As for the hotel's history, in the 1930s it was a hospital for cancer patients. Norman Baker, the owner at that time, claimed to be able to cure cancer, and countless people believed in his "tonic" containing watermelon seeds, corn silk, and other ineffective ingredients. This substance was not harmful to ingest, but it had no effect on cancer.
Baker had to flee the state of Iowa for his practices, which had netted him a huge amount of money. He moved to Arkansas and renovated a Victorian-era hotel in Eureka Springs, his "Castle in the Air", where he continued accepting cancer patients. One estimate claims that Baker made $500,000 in a single year - which would be more than 5 million dollars in modern times. In 1940, Baker was sentenced to prison in Leavenworth; upon his release, he moved to Florida, where he died in the 1950s.

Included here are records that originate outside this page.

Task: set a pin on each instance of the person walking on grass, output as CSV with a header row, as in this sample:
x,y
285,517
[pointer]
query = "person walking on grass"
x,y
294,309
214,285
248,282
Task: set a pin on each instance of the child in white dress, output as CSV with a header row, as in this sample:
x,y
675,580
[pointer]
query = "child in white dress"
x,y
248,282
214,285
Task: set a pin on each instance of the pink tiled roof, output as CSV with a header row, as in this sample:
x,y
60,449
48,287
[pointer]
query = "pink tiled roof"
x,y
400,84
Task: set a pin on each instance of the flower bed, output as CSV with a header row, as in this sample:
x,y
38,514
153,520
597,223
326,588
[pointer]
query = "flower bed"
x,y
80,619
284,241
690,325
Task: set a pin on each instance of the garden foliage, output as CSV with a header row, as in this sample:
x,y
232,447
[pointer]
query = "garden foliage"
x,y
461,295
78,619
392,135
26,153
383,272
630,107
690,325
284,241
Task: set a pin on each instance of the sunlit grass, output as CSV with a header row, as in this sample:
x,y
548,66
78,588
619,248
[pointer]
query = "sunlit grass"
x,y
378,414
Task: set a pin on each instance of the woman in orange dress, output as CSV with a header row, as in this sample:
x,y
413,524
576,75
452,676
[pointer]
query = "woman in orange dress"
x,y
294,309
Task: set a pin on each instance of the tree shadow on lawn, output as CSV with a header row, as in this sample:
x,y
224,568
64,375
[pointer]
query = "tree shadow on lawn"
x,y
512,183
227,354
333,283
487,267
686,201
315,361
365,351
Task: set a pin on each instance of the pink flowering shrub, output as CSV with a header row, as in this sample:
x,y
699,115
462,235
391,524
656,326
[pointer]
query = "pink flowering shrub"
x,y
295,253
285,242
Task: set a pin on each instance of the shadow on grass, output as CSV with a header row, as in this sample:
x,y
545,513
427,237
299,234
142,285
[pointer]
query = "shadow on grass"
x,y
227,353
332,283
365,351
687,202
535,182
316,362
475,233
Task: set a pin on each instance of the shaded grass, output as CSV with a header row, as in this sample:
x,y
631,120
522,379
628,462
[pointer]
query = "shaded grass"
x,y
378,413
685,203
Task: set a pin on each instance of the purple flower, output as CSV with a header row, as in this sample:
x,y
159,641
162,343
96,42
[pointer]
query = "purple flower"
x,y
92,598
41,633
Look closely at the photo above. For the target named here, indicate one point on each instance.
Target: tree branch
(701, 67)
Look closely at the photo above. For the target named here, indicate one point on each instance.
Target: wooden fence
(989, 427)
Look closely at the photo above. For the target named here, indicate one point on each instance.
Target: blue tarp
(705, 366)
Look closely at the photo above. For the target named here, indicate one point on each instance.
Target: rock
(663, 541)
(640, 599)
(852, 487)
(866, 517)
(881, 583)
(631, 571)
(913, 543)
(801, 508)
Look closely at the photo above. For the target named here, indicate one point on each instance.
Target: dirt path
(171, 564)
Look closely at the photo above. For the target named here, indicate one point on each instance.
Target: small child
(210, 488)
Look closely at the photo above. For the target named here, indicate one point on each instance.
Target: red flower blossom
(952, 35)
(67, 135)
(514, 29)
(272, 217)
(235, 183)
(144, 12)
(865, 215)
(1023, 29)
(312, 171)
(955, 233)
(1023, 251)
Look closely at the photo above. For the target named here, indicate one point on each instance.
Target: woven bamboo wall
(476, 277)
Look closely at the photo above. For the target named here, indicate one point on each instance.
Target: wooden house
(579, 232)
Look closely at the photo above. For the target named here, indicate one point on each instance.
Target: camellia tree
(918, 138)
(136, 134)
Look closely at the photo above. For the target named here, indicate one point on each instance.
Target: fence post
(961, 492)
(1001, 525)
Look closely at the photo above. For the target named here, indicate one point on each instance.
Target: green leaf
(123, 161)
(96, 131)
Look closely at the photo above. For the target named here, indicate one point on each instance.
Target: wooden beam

Many of the patients died at the hotel. Some of them still roam the halls, joined by an Irish stonemason known as Michael, who was killed in building the hotel in 1885; a cat named Morris; and Norman Baker himself. The hotel still contains a basement morgue, a holdover of the days when it was run by Baker (and was very necessary). The morgue is the final stop on the nightly ghost tour.
Apart from the supernatural activity, the hotel offers a spa with massage, scrubs, body wraps, infrared sauna, and teeth whitening, plus a salon with manicures, pedicures, and the usual hair cutting/styling/coloring services. There are three dining locations on the premises, and a wide variety of activities in and around Eureka Springs.